Because the relationship between slip and longitudinal force is non-linear, and because there is more normal force at the outside tire, in the case we are examining we get a decrease in thrust roll and thrust wedge as we add power. This will intensify the transition from power understeer to power oversteer. If the car has pro-squat geometry instead, and that geometry produces side-view hub motion paths that are linear and slope forward at the top, we get the opposite effect: the jacking force at the outside wheel again increases faster than at the inside wheel, but this time it’s downward, or pro-compression. This makes thrust roll and thrust wedge increase as we add power, making the transition from power understeer to power oversteer less in magnitude and abruptness.
Now let’s consider the same situation as above, but with a locker. A locker drives whichever wheel rotates slower, and lets the faster one (the outside one, in a road racing car) overrun. To release and overrun, the faster wheel has to exert enough torque to overcome a spring load in the mechanism. Consequently, there is a slight drag from the outside wheel, but it’s much smaller than with a spool. If neither wheel tries to overrun sufficiently to unlock, the device drives both wheels at identical rpm.
At moderate power application, the inside rear wheel drives and the outside one coasts, with just a little drag. If the suspension has symmetrical anti-squat, this produces some thrust roll and wedge.
If we roll on more power, the inside rear will produce more thrust, while the outside rear continues to coast. Thrust roll likewise increases. Inside rear slip percentage will also increase.
As we continue to roll on more power, inside rear slip will increase enough to equalize shaft speeds. Then the locker will lock, and drive both rear wheels at identical rpm. At this point there is an abrupt increase in thrust at the outside rear, which adds oversteer and produces the characteristic “locker twitch”. With symmetrical anti-squat, there is also an abrupt decrease in thrust roll and wedge. This will tend to intensify the twitch.

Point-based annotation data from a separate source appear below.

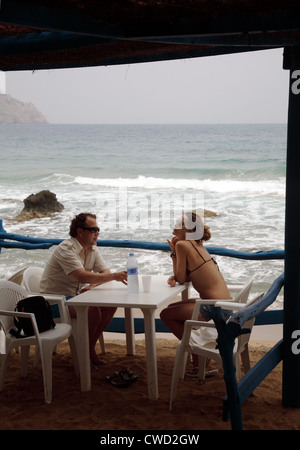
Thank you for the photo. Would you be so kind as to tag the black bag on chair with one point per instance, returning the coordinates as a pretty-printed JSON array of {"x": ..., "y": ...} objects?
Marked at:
[{"x": 41, "y": 309}]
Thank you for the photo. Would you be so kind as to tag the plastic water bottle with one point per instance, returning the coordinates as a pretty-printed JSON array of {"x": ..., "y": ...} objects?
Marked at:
[{"x": 132, "y": 275}]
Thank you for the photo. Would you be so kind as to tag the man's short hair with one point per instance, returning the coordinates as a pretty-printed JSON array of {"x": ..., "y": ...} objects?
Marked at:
[{"x": 79, "y": 222}]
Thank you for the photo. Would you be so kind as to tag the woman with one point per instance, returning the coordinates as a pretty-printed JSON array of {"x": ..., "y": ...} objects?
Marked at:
[{"x": 192, "y": 262}]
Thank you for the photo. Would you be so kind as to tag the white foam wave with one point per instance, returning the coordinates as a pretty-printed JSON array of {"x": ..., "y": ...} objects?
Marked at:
[{"x": 268, "y": 187}]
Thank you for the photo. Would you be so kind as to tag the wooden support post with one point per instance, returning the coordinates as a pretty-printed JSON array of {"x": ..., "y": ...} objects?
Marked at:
[{"x": 291, "y": 325}]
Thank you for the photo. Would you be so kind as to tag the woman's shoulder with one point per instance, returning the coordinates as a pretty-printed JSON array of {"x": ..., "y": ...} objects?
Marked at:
[{"x": 183, "y": 245}]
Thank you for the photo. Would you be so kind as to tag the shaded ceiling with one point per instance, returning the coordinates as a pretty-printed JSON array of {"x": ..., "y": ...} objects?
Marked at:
[{"x": 47, "y": 34}]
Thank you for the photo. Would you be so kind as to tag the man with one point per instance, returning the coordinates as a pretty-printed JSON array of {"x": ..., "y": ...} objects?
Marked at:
[{"x": 75, "y": 262}]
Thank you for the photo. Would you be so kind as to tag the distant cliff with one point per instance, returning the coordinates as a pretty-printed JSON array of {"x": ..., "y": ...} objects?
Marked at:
[{"x": 14, "y": 111}]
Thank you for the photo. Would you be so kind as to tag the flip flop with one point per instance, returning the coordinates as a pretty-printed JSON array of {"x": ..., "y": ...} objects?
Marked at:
[{"x": 123, "y": 378}]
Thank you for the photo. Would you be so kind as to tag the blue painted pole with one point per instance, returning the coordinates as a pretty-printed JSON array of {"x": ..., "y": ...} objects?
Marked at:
[{"x": 291, "y": 319}]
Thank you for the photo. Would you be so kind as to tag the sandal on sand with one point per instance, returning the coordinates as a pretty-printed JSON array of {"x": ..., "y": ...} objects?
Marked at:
[
  {"x": 123, "y": 378},
  {"x": 194, "y": 373}
]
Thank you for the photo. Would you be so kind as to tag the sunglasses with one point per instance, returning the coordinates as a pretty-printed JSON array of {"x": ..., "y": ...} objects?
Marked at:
[{"x": 91, "y": 229}]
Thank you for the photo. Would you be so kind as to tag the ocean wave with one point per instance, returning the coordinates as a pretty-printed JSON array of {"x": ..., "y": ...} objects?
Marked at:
[{"x": 267, "y": 187}]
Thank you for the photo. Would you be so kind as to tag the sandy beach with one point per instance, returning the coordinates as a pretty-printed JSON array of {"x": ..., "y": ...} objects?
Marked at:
[{"x": 105, "y": 407}]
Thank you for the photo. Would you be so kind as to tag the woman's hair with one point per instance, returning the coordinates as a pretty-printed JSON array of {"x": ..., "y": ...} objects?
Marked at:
[
  {"x": 79, "y": 222},
  {"x": 196, "y": 228}
]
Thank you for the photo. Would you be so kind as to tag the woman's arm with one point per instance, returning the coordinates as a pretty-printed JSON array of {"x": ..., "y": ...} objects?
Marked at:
[{"x": 179, "y": 260}]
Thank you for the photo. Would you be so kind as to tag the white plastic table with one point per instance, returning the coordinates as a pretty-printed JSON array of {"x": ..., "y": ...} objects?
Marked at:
[{"x": 115, "y": 294}]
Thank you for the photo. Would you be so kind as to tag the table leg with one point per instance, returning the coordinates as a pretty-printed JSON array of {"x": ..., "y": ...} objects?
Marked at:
[
  {"x": 82, "y": 343},
  {"x": 151, "y": 362},
  {"x": 129, "y": 327}
]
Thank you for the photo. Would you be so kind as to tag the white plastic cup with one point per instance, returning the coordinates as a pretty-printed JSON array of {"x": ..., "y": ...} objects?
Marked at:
[{"x": 146, "y": 279}]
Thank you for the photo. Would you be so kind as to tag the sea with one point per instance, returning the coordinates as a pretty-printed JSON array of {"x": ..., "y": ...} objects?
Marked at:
[{"x": 138, "y": 179}]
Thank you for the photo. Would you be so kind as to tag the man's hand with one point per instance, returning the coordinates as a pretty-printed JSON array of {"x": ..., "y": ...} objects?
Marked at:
[{"x": 121, "y": 276}]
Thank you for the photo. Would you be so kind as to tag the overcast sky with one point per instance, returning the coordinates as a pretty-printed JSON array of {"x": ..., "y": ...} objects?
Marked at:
[{"x": 241, "y": 88}]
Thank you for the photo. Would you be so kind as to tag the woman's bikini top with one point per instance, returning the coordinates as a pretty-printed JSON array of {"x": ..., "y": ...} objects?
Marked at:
[{"x": 202, "y": 264}]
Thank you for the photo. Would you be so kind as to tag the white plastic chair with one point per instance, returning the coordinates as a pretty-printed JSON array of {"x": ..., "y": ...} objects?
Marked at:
[
  {"x": 31, "y": 278},
  {"x": 206, "y": 336},
  {"x": 189, "y": 345},
  {"x": 10, "y": 294},
  {"x": 17, "y": 277}
]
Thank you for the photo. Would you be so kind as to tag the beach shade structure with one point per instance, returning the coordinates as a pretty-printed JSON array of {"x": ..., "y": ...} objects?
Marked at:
[
  {"x": 10, "y": 294},
  {"x": 39, "y": 34}
]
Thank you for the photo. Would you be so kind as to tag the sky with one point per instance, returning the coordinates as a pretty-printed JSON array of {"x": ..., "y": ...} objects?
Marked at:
[{"x": 241, "y": 88}]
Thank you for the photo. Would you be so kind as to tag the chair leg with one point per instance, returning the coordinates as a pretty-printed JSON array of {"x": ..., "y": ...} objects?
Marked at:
[
  {"x": 74, "y": 355},
  {"x": 245, "y": 359},
  {"x": 101, "y": 342},
  {"x": 24, "y": 359},
  {"x": 3, "y": 366},
  {"x": 201, "y": 368},
  {"x": 237, "y": 364},
  {"x": 46, "y": 359},
  {"x": 180, "y": 358}
]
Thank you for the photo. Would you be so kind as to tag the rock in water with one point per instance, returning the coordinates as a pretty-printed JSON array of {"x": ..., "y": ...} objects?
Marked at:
[{"x": 42, "y": 204}]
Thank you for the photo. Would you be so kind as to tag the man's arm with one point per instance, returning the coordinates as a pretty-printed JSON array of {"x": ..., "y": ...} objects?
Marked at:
[{"x": 95, "y": 278}]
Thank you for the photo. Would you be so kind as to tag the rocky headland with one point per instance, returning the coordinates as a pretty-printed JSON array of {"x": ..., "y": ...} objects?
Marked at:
[{"x": 15, "y": 111}]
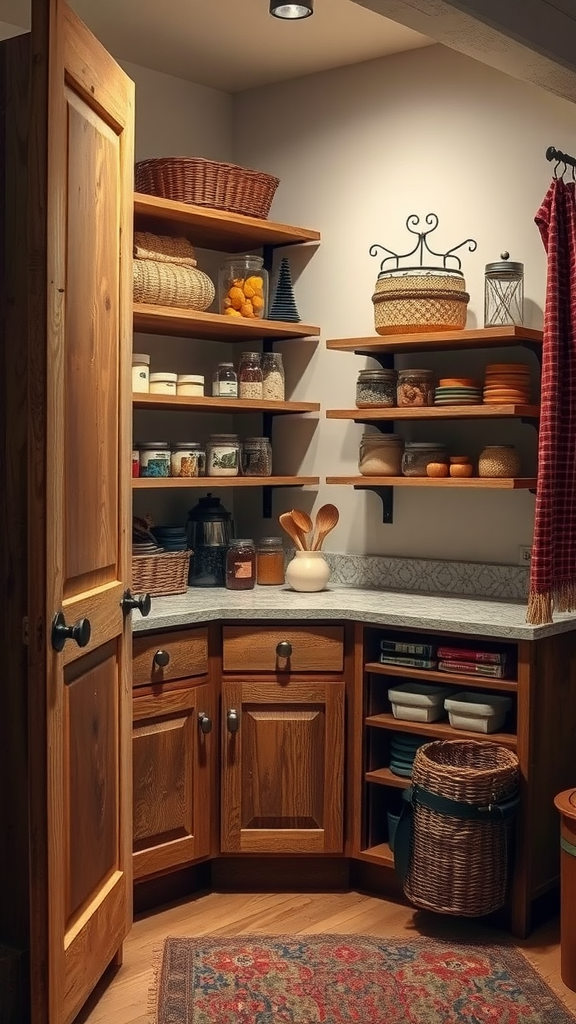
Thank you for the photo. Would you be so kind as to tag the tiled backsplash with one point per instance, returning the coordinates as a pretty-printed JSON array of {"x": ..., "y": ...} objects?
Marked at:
[{"x": 430, "y": 577}]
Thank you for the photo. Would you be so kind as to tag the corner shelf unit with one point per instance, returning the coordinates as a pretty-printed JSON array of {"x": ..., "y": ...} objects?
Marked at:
[
  {"x": 220, "y": 231},
  {"x": 383, "y": 348}
]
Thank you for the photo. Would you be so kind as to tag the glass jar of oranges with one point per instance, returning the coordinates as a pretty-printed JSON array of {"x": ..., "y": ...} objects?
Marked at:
[{"x": 243, "y": 288}]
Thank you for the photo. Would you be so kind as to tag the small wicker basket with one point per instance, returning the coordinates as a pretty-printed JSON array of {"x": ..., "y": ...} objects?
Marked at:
[
  {"x": 457, "y": 864},
  {"x": 207, "y": 182},
  {"x": 162, "y": 573},
  {"x": 171, "y": 285}
]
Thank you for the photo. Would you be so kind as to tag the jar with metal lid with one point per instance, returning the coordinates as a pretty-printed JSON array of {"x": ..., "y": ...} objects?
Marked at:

As with the spool, symmetrical pro-squat will have an opposite effect, and moderate the transition.
Gear-type and clutch pack limited slip differentials have behavior somewhere between spools and open diffs, depending on the amount of locking torque. The amount of locking torque depends on the amount of power applied, the preload in the unit, the size and number of frictional elements, the ramp or gear tooth angles, and the type and condition of the lubricant. This makes modeling the unit’s behavior, or generalizing about it, rather difficult. We can say, however, that the closer the unit is to being locked, the more it acts like a spool, and the less the locking torque is, the more it acts like an open diff, with respect to thrust roll as well as otherwise.

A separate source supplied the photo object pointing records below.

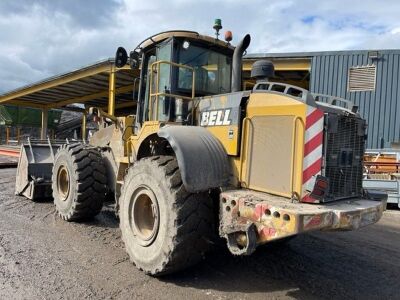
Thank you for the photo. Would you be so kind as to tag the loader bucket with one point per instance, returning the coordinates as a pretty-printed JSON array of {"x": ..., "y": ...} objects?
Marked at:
[{"x": 34, "y": 169}]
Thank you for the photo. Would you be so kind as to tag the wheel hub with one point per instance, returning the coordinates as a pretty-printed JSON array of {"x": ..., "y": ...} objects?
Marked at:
[
  {"x": 144, "y": 216},
  {"x": 63, "y": 181}
]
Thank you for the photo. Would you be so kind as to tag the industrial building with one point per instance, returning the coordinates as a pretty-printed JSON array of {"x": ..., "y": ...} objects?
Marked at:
[{"x": 370, "y": 79}]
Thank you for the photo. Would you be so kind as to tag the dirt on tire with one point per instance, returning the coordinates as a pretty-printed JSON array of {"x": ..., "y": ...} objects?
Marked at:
[
  {"x": 86, "y": 190},
  {"x": 185, "y": 219}
]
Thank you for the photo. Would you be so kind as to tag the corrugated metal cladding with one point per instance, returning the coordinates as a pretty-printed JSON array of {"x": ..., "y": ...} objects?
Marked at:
[{"x": 380, "y": 107}]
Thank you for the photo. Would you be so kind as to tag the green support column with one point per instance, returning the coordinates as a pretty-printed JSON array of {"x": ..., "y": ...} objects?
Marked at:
[{"x": 43, "y": 133}]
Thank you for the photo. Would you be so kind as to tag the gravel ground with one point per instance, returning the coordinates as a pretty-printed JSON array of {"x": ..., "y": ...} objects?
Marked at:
[{"x": 42, "y": 257}]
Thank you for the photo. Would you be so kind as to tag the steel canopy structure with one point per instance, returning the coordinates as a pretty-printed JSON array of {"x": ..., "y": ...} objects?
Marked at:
[{"x": 92, "y": 85}]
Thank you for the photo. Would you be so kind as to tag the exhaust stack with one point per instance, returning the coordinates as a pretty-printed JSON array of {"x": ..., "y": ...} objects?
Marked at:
[{"x": 237, "y": 63}]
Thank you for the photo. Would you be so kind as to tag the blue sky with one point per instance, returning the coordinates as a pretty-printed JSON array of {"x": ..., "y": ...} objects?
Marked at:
[{"x": 41, "y": 38}]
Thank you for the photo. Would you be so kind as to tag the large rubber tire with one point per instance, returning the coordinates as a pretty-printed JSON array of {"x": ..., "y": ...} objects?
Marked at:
[
  {"x": 83, "y": 169},
  {"x": 184, "y": 222}
]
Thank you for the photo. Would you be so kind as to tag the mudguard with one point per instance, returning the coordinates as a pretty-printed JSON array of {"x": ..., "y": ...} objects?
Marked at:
[{"x": 202, "y": 159}]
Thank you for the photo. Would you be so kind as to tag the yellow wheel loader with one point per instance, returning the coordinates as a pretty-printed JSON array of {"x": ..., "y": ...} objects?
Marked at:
[{"x": 201, "y": 157}]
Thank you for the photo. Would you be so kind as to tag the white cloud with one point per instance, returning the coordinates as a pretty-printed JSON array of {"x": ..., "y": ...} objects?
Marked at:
[{"x": 45, "y": 37}]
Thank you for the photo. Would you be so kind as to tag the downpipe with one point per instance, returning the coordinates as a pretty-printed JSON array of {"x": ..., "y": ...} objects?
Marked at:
[{"x": 237, "y": 63}]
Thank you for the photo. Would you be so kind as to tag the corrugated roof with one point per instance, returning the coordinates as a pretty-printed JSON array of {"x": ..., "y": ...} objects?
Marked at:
[{"x": 89, "y": 85}]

The questioner notes that the front/rear distribution of elastic roll resistance affects the amount of wedge or diagonal percentage change that we get from thrust roll, and that geometric roll resistance doesn’t matter for this. That is quite true.

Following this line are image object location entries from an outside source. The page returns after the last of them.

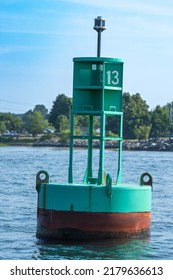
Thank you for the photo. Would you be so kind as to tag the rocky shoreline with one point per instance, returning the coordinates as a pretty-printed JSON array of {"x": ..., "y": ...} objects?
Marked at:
[{"x": 154, "y": 144}]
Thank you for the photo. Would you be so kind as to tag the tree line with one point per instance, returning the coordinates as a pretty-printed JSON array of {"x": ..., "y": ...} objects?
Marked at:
[{"x": 138, "y": 122}]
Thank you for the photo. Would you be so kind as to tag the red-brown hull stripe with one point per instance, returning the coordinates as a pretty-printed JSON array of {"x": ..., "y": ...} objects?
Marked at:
[{"x": 69, "y": 224}]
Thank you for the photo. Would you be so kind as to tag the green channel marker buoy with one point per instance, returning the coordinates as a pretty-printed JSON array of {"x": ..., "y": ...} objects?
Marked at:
[{"x": 97, "y": 207}]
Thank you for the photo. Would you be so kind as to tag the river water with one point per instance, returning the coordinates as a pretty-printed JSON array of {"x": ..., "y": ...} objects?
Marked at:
[{"x": 18, "y": 202}]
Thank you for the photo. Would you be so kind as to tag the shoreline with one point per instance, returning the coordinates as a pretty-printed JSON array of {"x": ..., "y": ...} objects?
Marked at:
[{"x": 154, "y": 144}]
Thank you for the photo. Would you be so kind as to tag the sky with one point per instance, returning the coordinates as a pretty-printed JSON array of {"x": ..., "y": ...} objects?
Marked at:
[{"x": 39, "y": 38}]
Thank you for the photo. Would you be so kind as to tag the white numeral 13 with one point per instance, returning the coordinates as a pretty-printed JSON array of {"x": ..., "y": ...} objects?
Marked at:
[{"x": 113, "y": 77}]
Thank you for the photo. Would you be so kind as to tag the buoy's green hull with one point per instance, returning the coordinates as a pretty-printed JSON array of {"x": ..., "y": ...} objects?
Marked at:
[{"x": 85, "y": 211}]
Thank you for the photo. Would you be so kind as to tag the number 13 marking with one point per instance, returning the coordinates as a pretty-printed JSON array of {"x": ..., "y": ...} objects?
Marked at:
[{"x": 113, "y": 77}]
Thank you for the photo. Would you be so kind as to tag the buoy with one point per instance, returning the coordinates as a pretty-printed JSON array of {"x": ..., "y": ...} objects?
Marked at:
[{"x": 98, "y": 207}]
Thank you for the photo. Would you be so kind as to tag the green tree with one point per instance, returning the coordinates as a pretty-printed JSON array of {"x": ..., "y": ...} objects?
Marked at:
[
  {"x": 136, "y": 117},
  {"x": 36, "y": 123},
  {"x": 42, "y": 109},
  {"x": 160, "y": 122},
  {"x": 2, "y": 126},
  {"x": 61, "y": 106},
  {"x": 11, "y": 122}
]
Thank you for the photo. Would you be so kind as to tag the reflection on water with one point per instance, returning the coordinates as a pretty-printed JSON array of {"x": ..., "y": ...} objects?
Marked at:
[
  {"x": 19, "y": 166},
  {"x": 107, "y": 249}
]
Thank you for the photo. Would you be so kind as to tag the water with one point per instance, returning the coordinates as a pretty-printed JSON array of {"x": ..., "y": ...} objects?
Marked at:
[{"x": 18, "y": 202}]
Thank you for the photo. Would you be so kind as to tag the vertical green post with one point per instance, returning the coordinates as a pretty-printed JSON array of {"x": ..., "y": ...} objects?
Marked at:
[
  {"x": 102, "y": 150},
  {"x": 70, "y": 174},
  {"x": 97, "y": 91},
  {"x": 119, "y": 172},
  {"x": 90, "y": 146}
]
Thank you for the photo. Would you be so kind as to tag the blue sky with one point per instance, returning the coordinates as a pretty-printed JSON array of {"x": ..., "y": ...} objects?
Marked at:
[{"x": 39, "y": 38}]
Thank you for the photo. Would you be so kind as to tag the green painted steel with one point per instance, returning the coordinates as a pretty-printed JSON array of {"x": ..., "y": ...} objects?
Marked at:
[
  {"x": 97, "y": 91},
  {"x": 95, "y": 198}
]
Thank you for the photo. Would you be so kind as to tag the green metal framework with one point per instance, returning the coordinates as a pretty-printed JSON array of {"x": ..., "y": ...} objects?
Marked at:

However, it is not true that there will be no diagonal percentage change if the front and rear elastic roll resistances are identical. Rather, the rear suspension has to have all the elastic roll resistance for this to be so. In other words, either the front elastic roll resistance has to be zero, or the rear suspension has to be completely rigid in roll. Short of this point, having less front elastic roll resistance, and more rear, will reduce the magnitude of wheel load changes from thrust roll. This is also true for diagonal percentage changes from driveshaft torque roll in live axle rear suspensions.